When you run your program without unloading from your Xeon host, it seems from this website that you can work with up to 16 threads. Please note that the speed of each of your cores is about 2.2 GHz.

When you run your program in native runtime on your Xeon Phi coprocessor, you can work with a lot more threads. The optimal number of threads to use depends on the Xeon Phi model you have (some work best with 56, others with 60). But note that each Xeon Phi core (approximately 1.2 GHz) is noticeably weaker than one Xeon core (approximately 2.2 GHz). The advantage of Xeon Phi multi-core technology is that you can run multiple cores.

The last very important thing to keep in mind is that the Xeon Phi has a SIMD instruction set for 512 bits. Thus, on the Xeon Phi coprocessor, you can support much better vector SIMD identification than on the host. In your case, I believe that your Xeon host has only a 256-bit SIMD image processing unit.

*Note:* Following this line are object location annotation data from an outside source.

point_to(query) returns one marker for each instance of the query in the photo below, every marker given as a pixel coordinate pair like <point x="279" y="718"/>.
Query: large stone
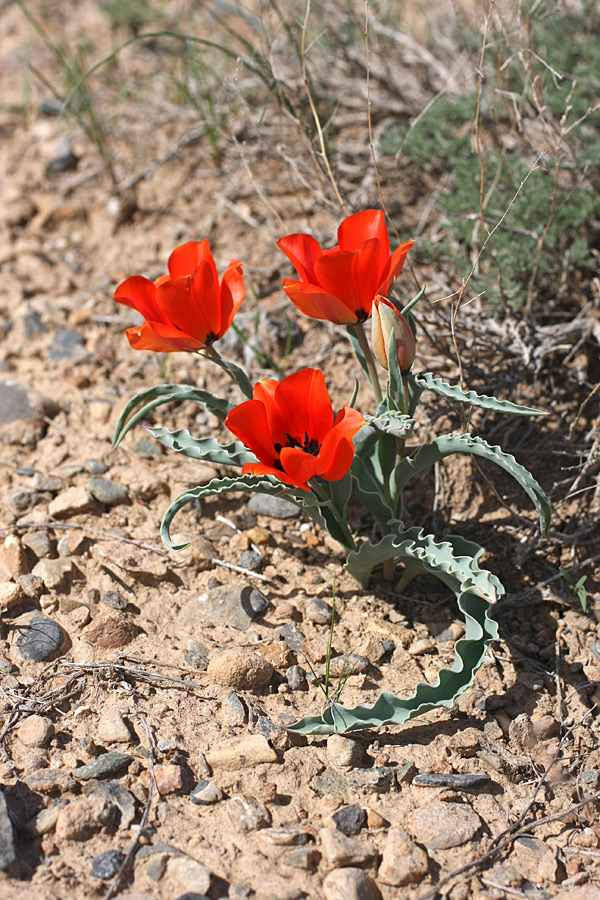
<point x="241" y="669"/>
<point x="38" y="638"/>
<point x="444" y="825"/>
<point x="23" y="412"/>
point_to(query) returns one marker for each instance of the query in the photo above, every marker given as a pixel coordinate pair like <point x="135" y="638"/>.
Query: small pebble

Therefore, if you have not already done so, you can improve your performance (up to x16 if you are dealing with a single point) on your Xeon Phi, taking advantage of SIMD vectorization. Your Xeon host will only give up x8 performance. In order to run you on google trek, OpenMP 4.0 allows you to write things like #pragma omp simd to tell the compiler when to vectorize lower level loops throughout your code. If you really want to get the most out of Xeon Phi, adding SIMD vectorization is a must.

So, to directly answer your question: comparing the performance results between the Xeon host and the Xeon Phi coprocessor using the same number of cores is useless. We already know that every Xeon Phi core is slower than every Xeon core. You should compare the results using the maximum number of cores each of which allows (60 and 16, respectively), and with the maximum advantage of the vector processing block if you want a direct comparison.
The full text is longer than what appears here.